I can also have one be pos and one neg; let's make the first one neg but leave the second one pos:
-(x+1) = 2(x-1)
-x-1 = 2x-2
1 = 3x
x = 1/3
The answer to my original question, therefore, is yes. These are contradictory answers, so statement 1 is NOT sufficient.

(2)
try the pos option first:
x-3 > 0
x > 3
answer to my original question is no

try the neg option now:
-(x-3) > 0
-x + 3 > 0
-x > -3
x < 3
answer to my original question is I don't know. So, statement 2 is NOT sufficient.

(1) and (2) together
From (1): x is either 3 or 1/3
From (2): either x>3 or x<3... which means x does not equal 3
only option when the statements are combined, then, is that x = 1/3

[shaan17]

Hi,
In the first part of the explanation where we get two values for x shouldn't we again substitute these values in the original equation and check it is satisfies ? I know in this particular case both 3 and 1/3 satisfy the equation, but aren't there cases where one value might not satisfy ? Please let me know if this additional step is required .

Thanks in advance.

[StaceyKoprince]

yes, you definitely should check - I should have specified that in my explanation. If one doesn't work, then that one doesn't count and you'd have one (sufficient) solution!

[Guest]

Hi Stacey,

I'm slightly confused my this statement: "I can also have one be pos and one neg; let's make the first one neg but leave the second one pos:"

Why did you not also testing making the first one postive and the second one negative? Why was it done in this order?

Thanks.

[RonPurewal]

Hi Stacey,

I'm slightly confused my this statement: "I can also have one be pos and one neg; let's make the first one neg but leave the second one pos:"
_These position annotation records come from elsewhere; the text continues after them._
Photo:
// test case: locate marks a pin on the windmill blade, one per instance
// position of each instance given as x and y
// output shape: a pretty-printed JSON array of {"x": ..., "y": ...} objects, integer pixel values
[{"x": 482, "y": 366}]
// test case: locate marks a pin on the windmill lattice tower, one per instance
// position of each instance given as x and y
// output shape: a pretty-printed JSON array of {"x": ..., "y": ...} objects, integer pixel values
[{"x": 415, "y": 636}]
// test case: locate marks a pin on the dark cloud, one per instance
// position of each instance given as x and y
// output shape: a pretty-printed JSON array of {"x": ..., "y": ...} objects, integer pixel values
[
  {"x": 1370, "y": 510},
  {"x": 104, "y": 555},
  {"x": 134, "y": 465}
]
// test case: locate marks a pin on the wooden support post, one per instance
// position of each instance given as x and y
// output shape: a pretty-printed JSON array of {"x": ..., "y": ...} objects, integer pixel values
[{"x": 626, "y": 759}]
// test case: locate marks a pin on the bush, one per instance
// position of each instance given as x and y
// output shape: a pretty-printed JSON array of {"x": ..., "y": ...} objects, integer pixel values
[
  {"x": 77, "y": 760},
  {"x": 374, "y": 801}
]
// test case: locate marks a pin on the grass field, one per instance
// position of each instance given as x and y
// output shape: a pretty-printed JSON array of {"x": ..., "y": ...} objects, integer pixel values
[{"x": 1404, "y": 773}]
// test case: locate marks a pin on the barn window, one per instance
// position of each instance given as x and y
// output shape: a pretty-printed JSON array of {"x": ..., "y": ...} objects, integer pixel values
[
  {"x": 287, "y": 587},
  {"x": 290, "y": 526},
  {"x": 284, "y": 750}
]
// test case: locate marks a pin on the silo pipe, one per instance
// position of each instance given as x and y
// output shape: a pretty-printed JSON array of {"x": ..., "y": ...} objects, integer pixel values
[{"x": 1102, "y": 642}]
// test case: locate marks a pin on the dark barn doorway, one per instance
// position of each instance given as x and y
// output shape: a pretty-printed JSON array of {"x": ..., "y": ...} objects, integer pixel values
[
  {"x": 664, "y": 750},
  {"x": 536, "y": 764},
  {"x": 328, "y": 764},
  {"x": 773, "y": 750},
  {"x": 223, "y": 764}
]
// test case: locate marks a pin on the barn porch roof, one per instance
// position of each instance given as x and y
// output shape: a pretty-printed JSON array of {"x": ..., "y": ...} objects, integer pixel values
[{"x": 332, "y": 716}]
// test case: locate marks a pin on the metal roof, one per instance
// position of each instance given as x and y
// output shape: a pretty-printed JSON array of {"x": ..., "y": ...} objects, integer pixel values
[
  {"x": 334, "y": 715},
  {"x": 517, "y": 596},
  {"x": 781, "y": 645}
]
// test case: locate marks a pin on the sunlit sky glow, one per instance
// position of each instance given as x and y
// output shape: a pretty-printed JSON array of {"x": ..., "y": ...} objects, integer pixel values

Why did you not also testing making the first one postive and the second one negative? Why was it done in this order?

Thanks.

those two tests are identical.

to see why, consider a simpler problem that just states |x| = |y|. then there are two ways you can express that equation with one positive and one negative:
x = -y
-x = y
...which are of course the same equation.
the same principle applies to the equation above: all you're writing is an equation stating that the two expressions have opposite signs. that can be accomplished regardless of which expression gets the positive sign. (try it yourself: you'll get the same equation, and same solution(s), both ways.)